I applied pressure on many of the nation’s largest LGBTQ organizations to endorse Pete early, when it would make a difference. I wrote op-eds in Newsweek and the Advocate urging the LGBTQ Victory Fund, HRC, The Task Force and many others to support Pete. Eventually the reluctant Victory Fund came around and endorsed Pete at a big splashy campaign event in Brooklyn on June 28, 2019 during WorldPride.
That early support from the nation’s sole organization to help propel openly LGBTQ candidates to victory, made a huge difference in Pete’s success.
I was not as fortunate. One of the first meetings I had was with Chuck Wolfe, the then head of the Victory Fund in January 2010. He blurted out, “we’re not going to help you!” And true to his word, they actually worked to hinder my historic run. They made me submit a number of applications including a 56-page campaign plan and budget. Several months after delivering it, Chuck told me they would not even put my endorsement to a vote. “You don’t want to know,” he told me. “Yes, I do,” I replied.
I have met with or spoken to all of his successors at the Victory Fund, offering my help and asking for some sort of recognition of my historic campaign. Finally in 2018, after a lot of negotiations, then-President Annise Parker gave me one sentence in their Under Our History section on their website.
I have been an LGBTQ activist and major donor since I worked closely with David Mixner to defeat the Briggs Initiative in 1978, which would have outlawed gay teachers in California. I spent 30 years as a political consultant. Since 2008, I became the only one, through my organization Californians Against Hate, to fight back against the mega donors to California’s Proposition 8 and other anti-same-sex marriage campaigns.
I shamed millionaires and billionaires and even the all-powerful Mormon Church, who funded and ran all these hateful campaigns.
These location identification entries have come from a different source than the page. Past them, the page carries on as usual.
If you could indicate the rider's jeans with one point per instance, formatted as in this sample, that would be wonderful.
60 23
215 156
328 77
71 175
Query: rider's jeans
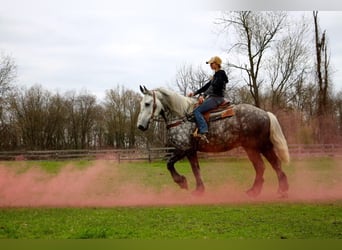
210 103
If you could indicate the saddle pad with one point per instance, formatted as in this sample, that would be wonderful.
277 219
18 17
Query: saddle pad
214 115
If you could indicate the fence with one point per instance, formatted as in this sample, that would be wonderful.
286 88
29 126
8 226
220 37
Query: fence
296 151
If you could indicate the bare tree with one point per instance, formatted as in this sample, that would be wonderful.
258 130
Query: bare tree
322 67
326 124
255 32
7 76
289 65
121 114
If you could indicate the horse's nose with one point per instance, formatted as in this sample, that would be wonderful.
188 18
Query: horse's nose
141 127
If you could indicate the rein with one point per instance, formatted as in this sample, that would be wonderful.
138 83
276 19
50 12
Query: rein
173 123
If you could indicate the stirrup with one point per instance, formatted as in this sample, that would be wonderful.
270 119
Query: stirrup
202 137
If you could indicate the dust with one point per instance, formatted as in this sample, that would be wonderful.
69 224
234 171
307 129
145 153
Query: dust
103 185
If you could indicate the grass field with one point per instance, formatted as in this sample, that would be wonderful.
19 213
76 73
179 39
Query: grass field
91 200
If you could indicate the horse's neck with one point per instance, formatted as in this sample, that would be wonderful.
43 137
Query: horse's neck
176 105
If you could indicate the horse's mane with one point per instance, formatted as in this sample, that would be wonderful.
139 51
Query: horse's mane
176 103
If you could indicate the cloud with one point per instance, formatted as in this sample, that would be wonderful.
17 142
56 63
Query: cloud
95 45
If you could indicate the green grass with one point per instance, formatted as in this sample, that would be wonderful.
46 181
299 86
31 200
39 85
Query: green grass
258 221
235 221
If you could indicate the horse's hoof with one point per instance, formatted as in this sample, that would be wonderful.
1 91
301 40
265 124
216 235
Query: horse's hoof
283 194
252 193
198 192
183 183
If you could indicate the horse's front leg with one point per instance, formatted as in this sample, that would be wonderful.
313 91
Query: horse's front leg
192 157
179 179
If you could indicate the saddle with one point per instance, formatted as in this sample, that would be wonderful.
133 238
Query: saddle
224 110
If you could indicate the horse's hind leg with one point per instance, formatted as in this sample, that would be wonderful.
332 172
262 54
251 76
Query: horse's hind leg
259 167
192 157
179 179
276 165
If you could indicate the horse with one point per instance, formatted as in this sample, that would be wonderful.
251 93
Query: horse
258 132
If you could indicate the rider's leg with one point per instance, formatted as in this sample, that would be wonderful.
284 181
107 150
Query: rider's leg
208 104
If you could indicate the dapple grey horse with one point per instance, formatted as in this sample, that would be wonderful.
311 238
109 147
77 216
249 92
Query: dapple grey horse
254 129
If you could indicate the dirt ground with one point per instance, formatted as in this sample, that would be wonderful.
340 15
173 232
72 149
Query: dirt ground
101 185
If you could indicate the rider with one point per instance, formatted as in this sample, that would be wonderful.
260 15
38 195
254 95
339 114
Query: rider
214 94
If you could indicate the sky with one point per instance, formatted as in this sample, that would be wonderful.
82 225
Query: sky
97 45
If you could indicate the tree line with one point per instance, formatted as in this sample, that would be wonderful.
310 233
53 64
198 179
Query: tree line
271 63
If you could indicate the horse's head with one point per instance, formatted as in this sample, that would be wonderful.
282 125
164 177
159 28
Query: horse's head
150 107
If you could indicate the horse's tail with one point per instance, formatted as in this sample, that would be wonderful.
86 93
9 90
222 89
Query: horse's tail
278 139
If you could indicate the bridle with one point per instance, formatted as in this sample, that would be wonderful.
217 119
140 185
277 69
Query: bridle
170 125
154 106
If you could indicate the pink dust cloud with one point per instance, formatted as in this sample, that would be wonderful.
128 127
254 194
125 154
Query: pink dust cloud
102 185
The New York Times published a full page column three years ago on all I did to help gay marriage become the law of the land, “Cancel Culture Works. We Wouldn’t Have Marriage Equality Without It.”
So, I’ve earned my stripes. That is why I find it ironic that while I am speaking to the 5,000-member NCSS gathering in Washington, the same weekend that the LGBTQ Victory Fund is holding its annual Victory Institute gathering a few blocks away, while they continue to shun me and my rightful place in history.
Fred Karger is the first openly gay major party candidate to run for president.